III
After all, Poe is chiefly the dreamer and author of dream literature. The narrator of Berenice tells in detail how he was always dreaming. In Assignation the lover says, "To dream has been the business of my life. I have, therefore, framed for myself a bower of dreams." In Eleonora the narrator says those who dream by day obtain glimpses of eternity. Roger Usher was a dreamer. Poe's Eureka was dedicated to those who dream instead of those who think. He also wanted to transcend reality. He builded an ideal landscape in The Domain of Arnheim because he thinks art can surpass nature. He hated the ugliness of to-day and he tried in Some Words with a Mummy to revive a mummy to tell him of ancient Egypt and to give him the secret that enables one to suspend life temporarily and to be revived again centuries hence. He says in an early poem that all his days have been a dream. (A Dream Within a Dream.)

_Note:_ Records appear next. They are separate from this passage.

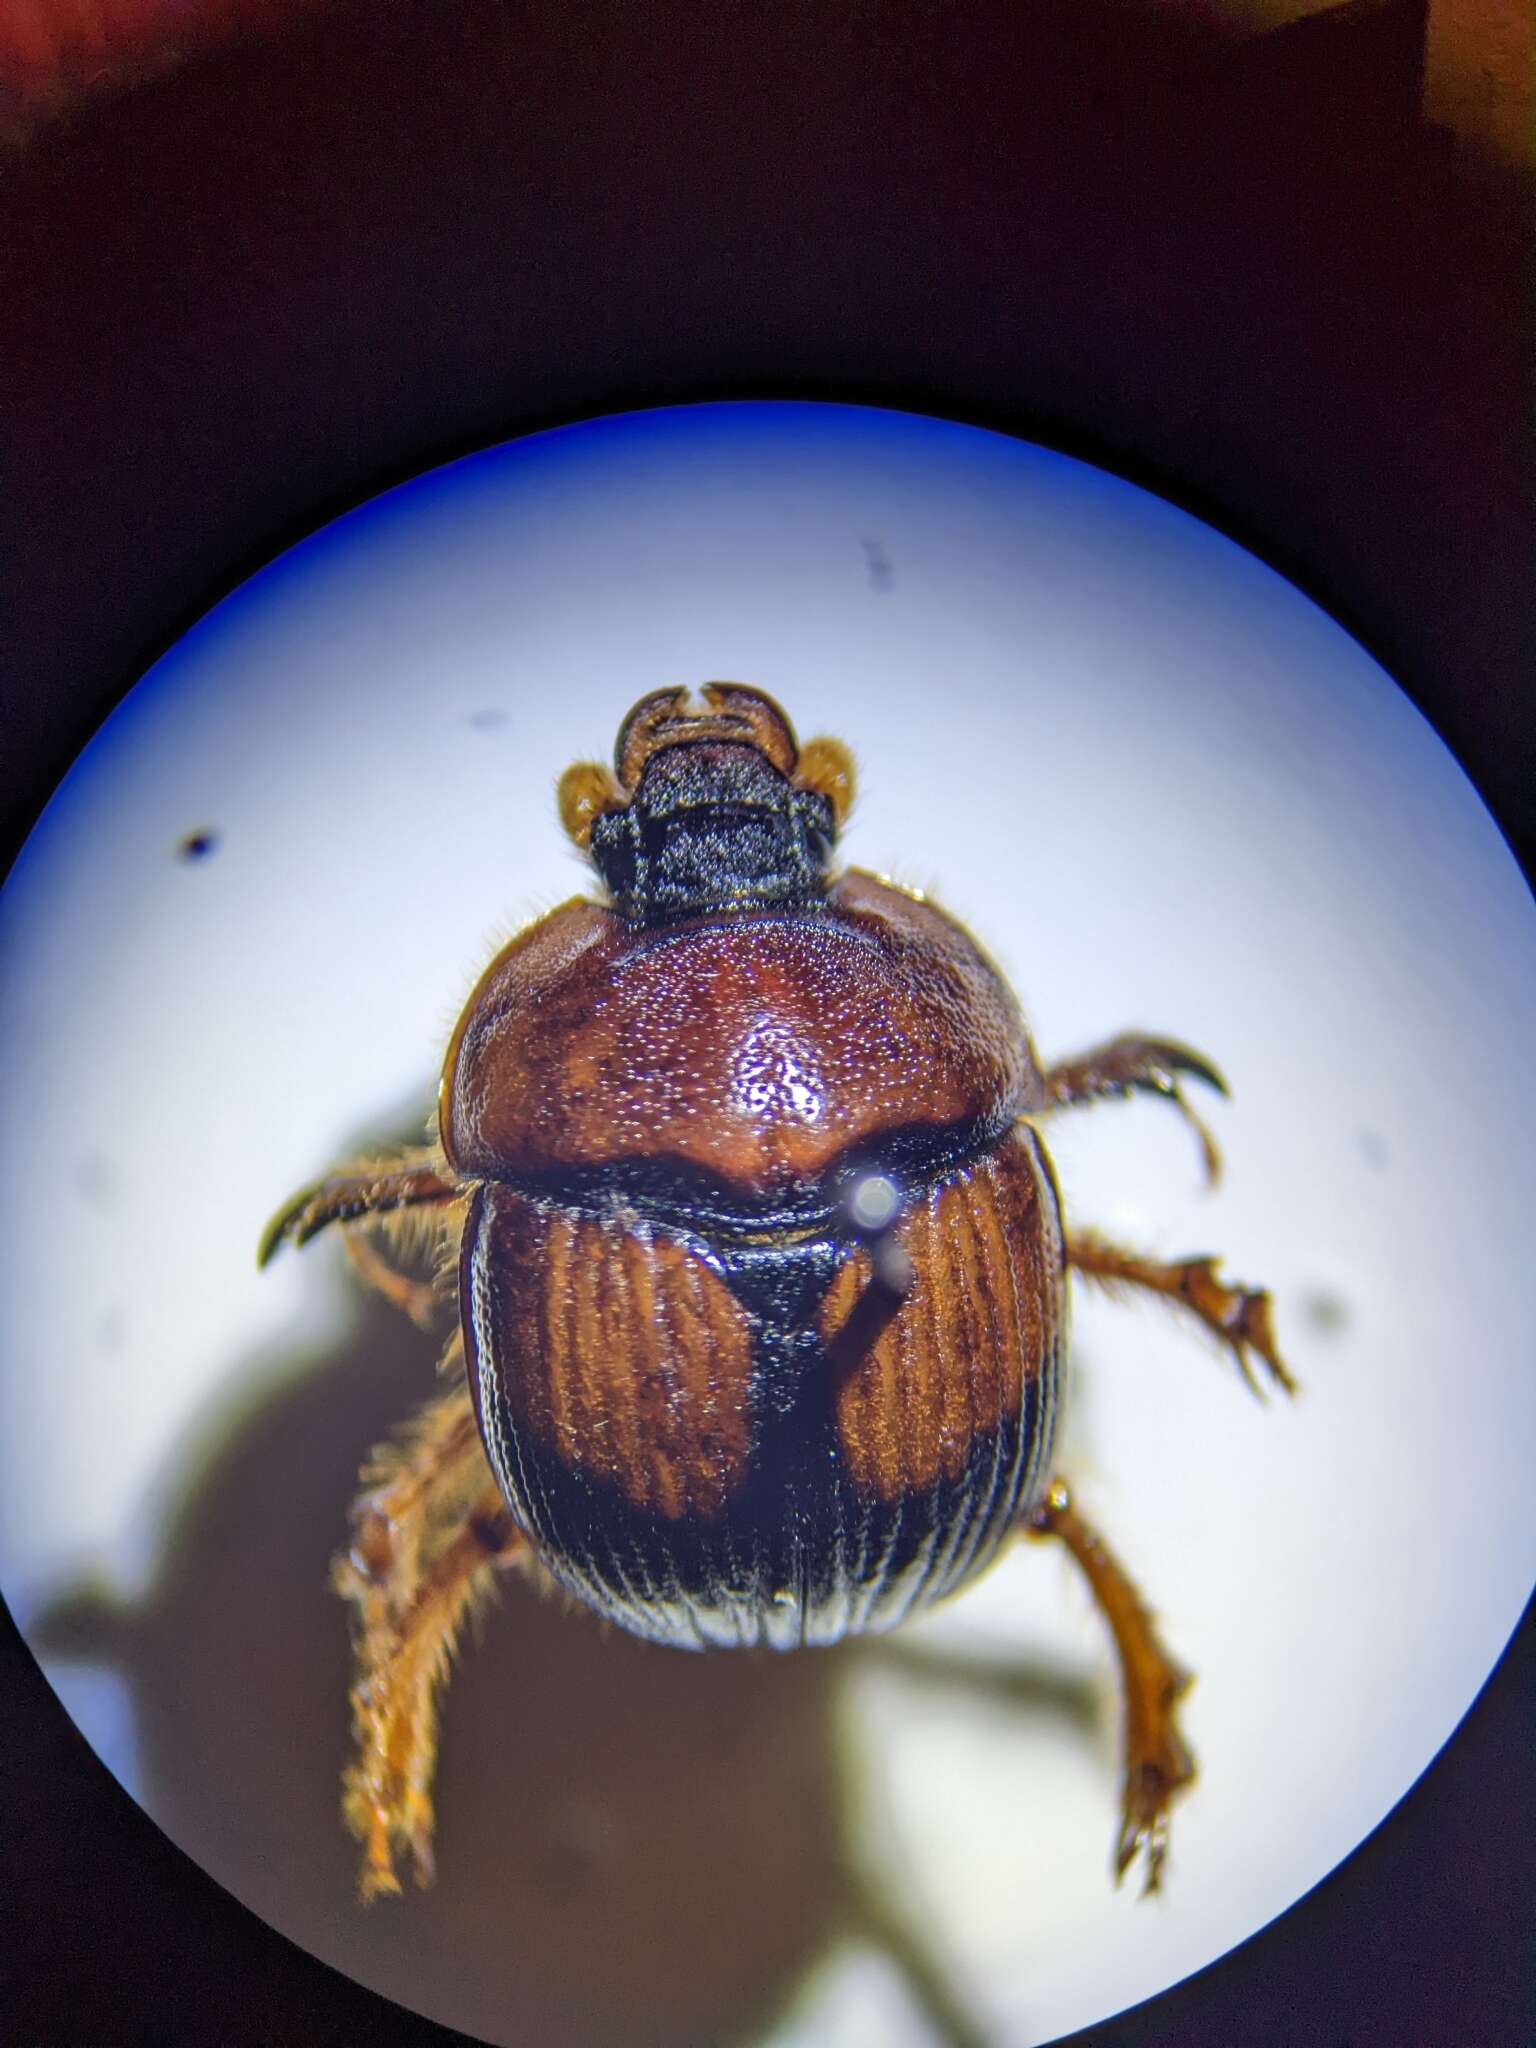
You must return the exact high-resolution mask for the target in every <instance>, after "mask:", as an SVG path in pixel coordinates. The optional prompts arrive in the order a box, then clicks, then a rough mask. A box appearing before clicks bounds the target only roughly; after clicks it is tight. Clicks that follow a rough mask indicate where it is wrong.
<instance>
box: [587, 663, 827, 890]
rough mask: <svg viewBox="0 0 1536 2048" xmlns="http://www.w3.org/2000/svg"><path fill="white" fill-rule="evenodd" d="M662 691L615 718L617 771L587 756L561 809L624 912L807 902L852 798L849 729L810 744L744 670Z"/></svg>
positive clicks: (596, 867) (661, 690) (823, 884)
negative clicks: (806, 741)
mask: <svg viewBox="0 0 1536 2048" xmlns="http://www.w3.org/2000/svg"><path fill="white" fill-rule="evenodd" d="M700 696H702V705H696V702H692V700H690V696H688V690H686V688H670V690H653V692H651V694H649V696H643V698H641V700H639V705H635V709H633V711H631V713H629V717H627V719H625V723H623V725H621V727H618V739H616V743H614V766H612V770H608V768H602V766H600V764H596V762H578V764H575V766H573V768H567V770H565V774H563V776H561V780H559V815H561V823H563V825H565V829H567V834H569V836H571V838H573V840H575V844H578V846H580V848H582V850H584V852H588V854H590V856H592V860H594V864H596V868H598V872H600V874H602V879H604V883H606V885H608V889H610V893H612V897H614V901H616V903H618V907H621V911H623V913H625V915H627V918H635V920H641V922H659V920H664V918H676V915H686V913H692V911H705V909H721V907H748V905H758V903H784V901H795V899H799V901H809V899H811V897H815V895H819V893H821V889H823V887H825V870H827V862H829V856H831V848H834V844H836V840H838V829H840V825H842V821H844V817H846V815H848V807H850V805H852V797H854V762H852V756H850V754H848V748H844V745H842V741H840V739H811V741H809V743H807V745H805V748H803V750H801V748H799V745H797V741H795V731H793V727H791V723H788V719H786V717H784V713H782V711H780V709H778V705H776V702H774V700H772V698H770V696H766V694H764V692H762V690H752V688H750V686H748V684H741V682H707V684H705V688H702V692H700Z"/></svg>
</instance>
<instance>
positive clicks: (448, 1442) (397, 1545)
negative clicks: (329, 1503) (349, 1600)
mask: <svg viewBox="0 0 1536 2048" xmlns="http://www.w3.org/2000/svg"><path fill="white" fill-rule="evenodd" d="M365 1477H369V1479H371V1481H375V1485H371V1487H369V1491H367V1493H362V1497H360V1499H358V1503H356V1507H354V1513H352V1546H350V1550H348V1552H346V1554H344V1556H340V1559H338V1561H336V1569H334V1581H336V1589H338V1591H340V1593H342V1595H344V1597H346V1599H350V1602H352V1608H354V1618H356V1683H354V1686H352V1733H354V1739H356V1751H354V1757H352V1763H350V1765H348V1767H346V1772H344V1776H342V1812H344V1819H346V1823H348V1827H350V1829H352V1833H354V1835H356V1837H358V1839H360V1841H362V1872H360V1880H358V1888H360V1892H362V1898H365V1901H367V1898H375V1896H379V1894H381V1892H397V1890H399V1878H397V1874H395V1855H397V1853H410V1860H412V1866H414V1872H416V1880H418V1884H428V1882H430V1880H432V1827H434V1810H432V1769H434V1763H436V1722H438V1692H440V1686H442V1679H444V1677H446V1669H449V1659H451V1655H453V1645H455V1638H457V1634H459V1628H461V1624H463V1620H465V1616H467V1614H469V1610H471V1608H473V1606H475V1602H477V1599H479V1597H483V1595H485V1591H489V1585H492V1579H494V1569H496V1567H506V1565H514V1563H522V1561H524V1559H526V1554H528V1540H526V1536H522V1532H520V1530H518V1528H516V1524H514V1522H512V1516H510V1511H508V1507H506V1503H504V1501H502V1495H500V1489H498V1487H496V1483H494V1479H492V1470H489V1466H487V1464H485V1452H483V1450H481V1446H479V1432H477V1427H475V1415H473V1407H471V1401H469V1391H467V1389H465V1386H459V1389H457V1391H455V1393H453V1395H446V1397H442V1399H440V1401H434V1403H430V1405H428V1407H426V1409H424V1411H422V1415H420V1419H418V1423H416V1425H414V1432H412V1438H410V1440H408V1442H406V1444H403V1446H397V1448H391V1450H387V1452H383V1454H381V1456H379V1458H377V1460H375V1464H373V1466H371V1468H369V1473H367V1475H365ZM379 1481H383V1483H379Z"/></svg>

Poe was true to the psychology of the dreamer; he created things out of his fancies to be as he would like them to be because he did not have them in reality. He was poor and described mansions with wonderful furniture. He was sad because of deaths and lost loves and tried in some tales to conquer death. His The Raven is really an anxiety dream. Fear prompted it, the fear that he would never be with his lost Lenore, who probably was Mary. She then inspired this his most famous poem. His characters cannot help being dreamers, for their creator was one. He was so absorbed in his dreams that he never tried to take an interest in reality. Hence we find no moral note in Poe's work; there is one exception, William Wilson. He took no interest in philanthropy, reforms, transcendentalism or other movements of the day, and he disliked Emerson. One would never know from his work whether he lived at the time he did or in the eighteenth or twentieth century. One does not know from his work that there was a Mexican war or a slavery problem in his day.

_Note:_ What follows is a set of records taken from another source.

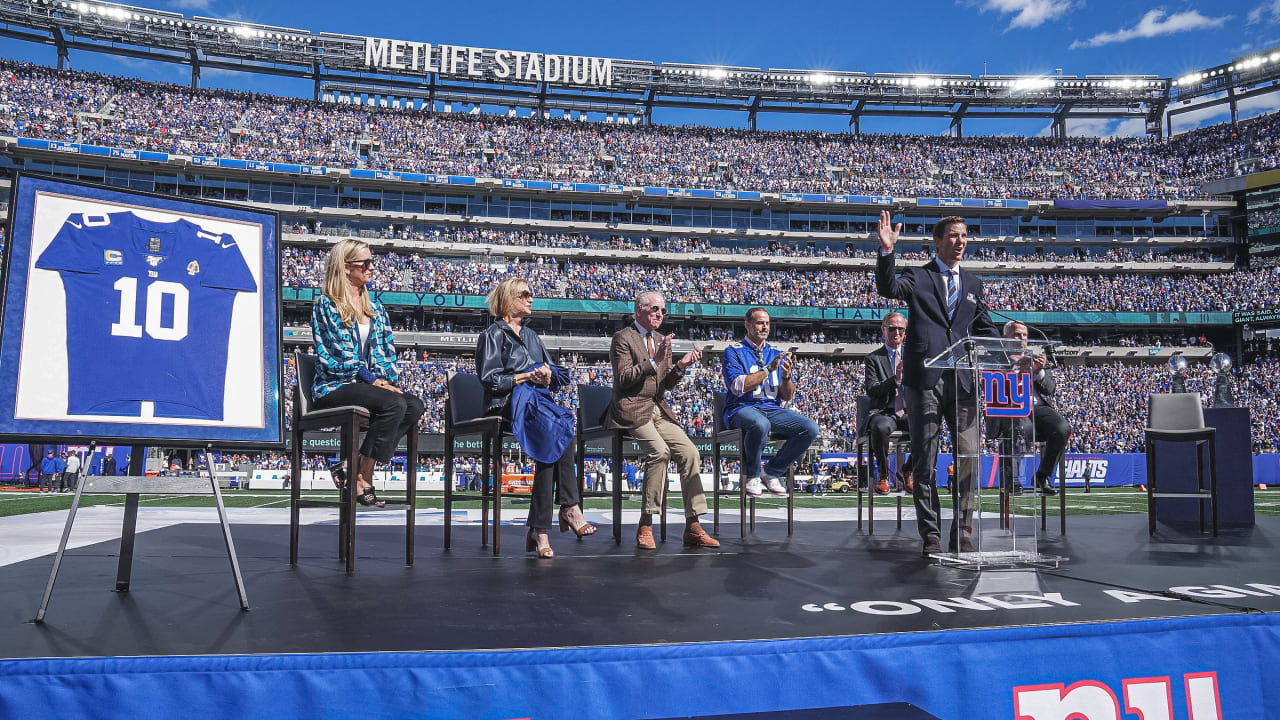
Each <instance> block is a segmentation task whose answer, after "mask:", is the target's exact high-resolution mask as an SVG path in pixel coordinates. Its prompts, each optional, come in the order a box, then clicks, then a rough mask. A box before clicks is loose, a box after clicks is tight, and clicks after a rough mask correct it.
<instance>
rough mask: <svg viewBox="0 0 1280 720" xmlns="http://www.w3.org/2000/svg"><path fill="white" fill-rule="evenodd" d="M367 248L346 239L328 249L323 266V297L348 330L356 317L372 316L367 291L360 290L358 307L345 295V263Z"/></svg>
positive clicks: (366, 289) (345, 283) (357, 240)
mask: <svg viewBox="0 0 1280 720" xmlns="http://www.w3.org/2000/svg"><path fill="white" fill-rule="evenodd" d="M366 247H369V243H367V242H364V241H360V240H356V238H353V237H348V238H346V240H343V241H340V242H338V243H337V245H334V246H333V247H330V249H329V256H328V258H326V259H325V264H324V295H325V297H328V299H329V300H330V301H332V302H333V304H334V306H335V307H337V309H338V316H339V318H342V324H343V325H347V327H348V328H349V327H351V325H352V324H353V323H355V322H356V315H360V314H362V315H365V316H367V318H372V316H374V304H372V302H371V301H370V300H369V290H367V288H364V287H362V288H360V306H358V307H357V306H356V304H353V302H352V301H351V296H348V295H347V287H348V283H347V263H348V261H351V260H352V259H355V256H356V255H357V254H358V252H360V251H361V250H365V249H366Z"/></svg>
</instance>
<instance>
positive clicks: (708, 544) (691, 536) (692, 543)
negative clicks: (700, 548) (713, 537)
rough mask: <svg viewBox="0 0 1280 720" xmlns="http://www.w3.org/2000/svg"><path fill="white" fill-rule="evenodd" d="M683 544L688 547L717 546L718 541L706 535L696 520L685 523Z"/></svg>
mask: <svg viewBox="0 0 1280 720" xmlns="http://www.w3.org/2000/svg"><path fill="white" fill-rule="evenodd" d="M685 544H686V546H689V547H719V541H718V539H716V538H713V537H710V536H708V534H707V530H704V529H703V527H701V524H699V523H698V521H696V520H694V521H691V523H689V524H686V525H685Z"/></svg>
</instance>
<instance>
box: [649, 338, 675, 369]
mask: <svg viewBox="0 0 1280 720" xmlns="http://www.w3.org/2000/svg"><path fill="white" fill-rule="evenodd" d="M668 352H671V336H667V337H664V338H662V342H659V343H658V347H655V348H654V355H653V360H654V363H662V359H663V357H666V356H667V354H668Z"/></svg>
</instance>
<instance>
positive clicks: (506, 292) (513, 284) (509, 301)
mask: <svg viewBox="0 0 1280 720" xmlns="http://www.w3.org/2000/svg"><path fill="white" fill-rule="evenodd" d="M521 287H525V288H529V282H527V281H526V279H525V278H521V277H515V275H513V277H509V278H507V279H504V281H502V282H500V283H498V284H497V286H494V288H493V290H490V291H489V295H486V296H485V299H484V300H485V302H486V304H488V305H489V314H490V315H493V316H494V318H498V319H499V320H500V319H503V318H507V316H511V315H513V314H515V313H513V310H515V307H516V302H517V301H520V288H521Z"/></svg>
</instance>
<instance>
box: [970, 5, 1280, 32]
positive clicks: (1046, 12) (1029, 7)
mask: <svg viewBox="0 0 1280 720" xmlns="http://www.w3.org/2000/svg"><path fill="white" fill-rule="evenodd" d="M1277 1H1280V0H1277ZM1076 5H1080V3H1079V1H1078V0H978V9H979V10H982V12H983V13H986V12H988V10H992V12H996V13H998V14H1001V15H1007V14H1014V19H1012V20H1010V23H1009V27H1007V28H1006V29H1018V28H1028V29H1029V28H1033V27H1039V26H1042V24H1044V23H1047V22H1048V20H1053V19H1057V18H1060V17H1062V15H1065V14H1066V13H1068V12H1069V10H1071V9H1074V8H1075V6H1076Z"/></svg>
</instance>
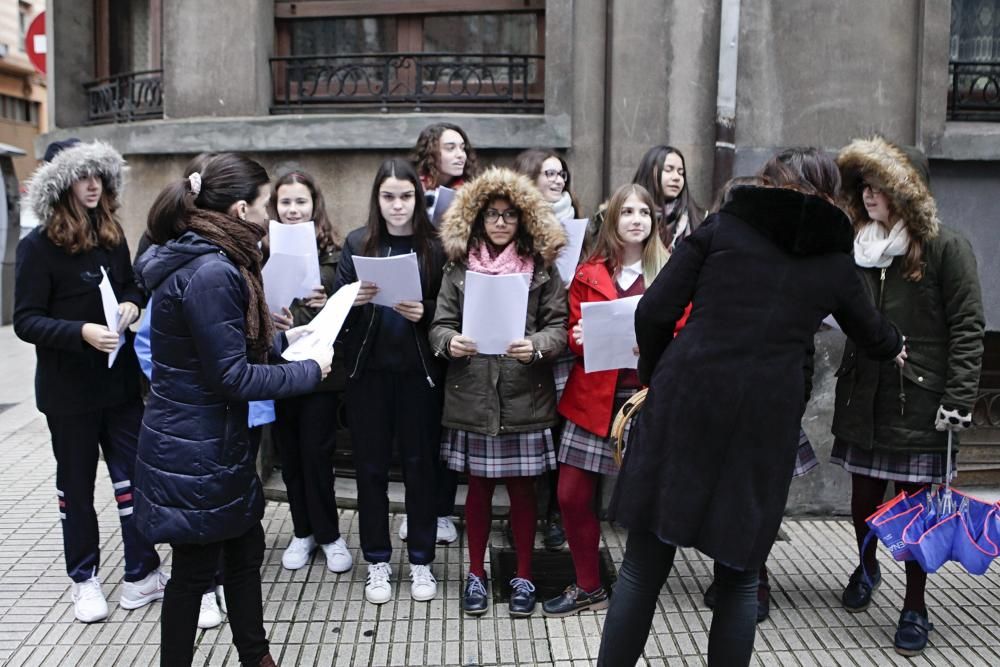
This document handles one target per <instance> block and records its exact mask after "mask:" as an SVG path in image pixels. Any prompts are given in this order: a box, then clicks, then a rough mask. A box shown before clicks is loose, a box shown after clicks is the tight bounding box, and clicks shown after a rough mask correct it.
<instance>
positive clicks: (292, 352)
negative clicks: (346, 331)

The one moral tale Poe wrote, William Wilson, also has great value to the psychoanalyst. For it is a study of emotional conflicts and deals with the subject of dual personality and anticipates Stevenson's famous story, Dr. Jekyll and Mr. Hyde. Poe is William Wilson, and he even describes his school days in England in the tale. It is the history of Poe's own struggle with his unconscious, with evil. He too was a gambler and probably cheated at cards like William Wilson. There are two William Wilsons, one representative of the unprincipled, the criminal, the unconscious primitive instincts in ourselves, and the other William Wilson who is the voice of civilisation, the conscious moralist seeking to repress the other. Surely this great tale is symbolic of man's struggle with his own conscious which civilisation trying to tame.
So we leave Poe. Others may take up the question of his alleged drunkenness and its overestimated effect on his art. But I have merely wished to point a few things in his work made clear with the help of psychoanalysis. Psychoanalysis has given the answer to those who object to Poe because of his lack of moral tone.
It should be added that Poe's great attachment to his mother-in-law, Mrs. Clemm, was due to the loss of his own mother in infancy.
Poe's devotion and love for women of his later life, Mrs. Osgood, Mrs. Richmond, Mrs. Lewis, and especially Helen Whitman, did not influence his work considerably in spite of the sufferings they caused him, but produced a few good single poems to some of them, notably, To Annie, Mrs. Richmond, and To Helen, Mrs. Whitman, and the pathetic, masterly letters to these women.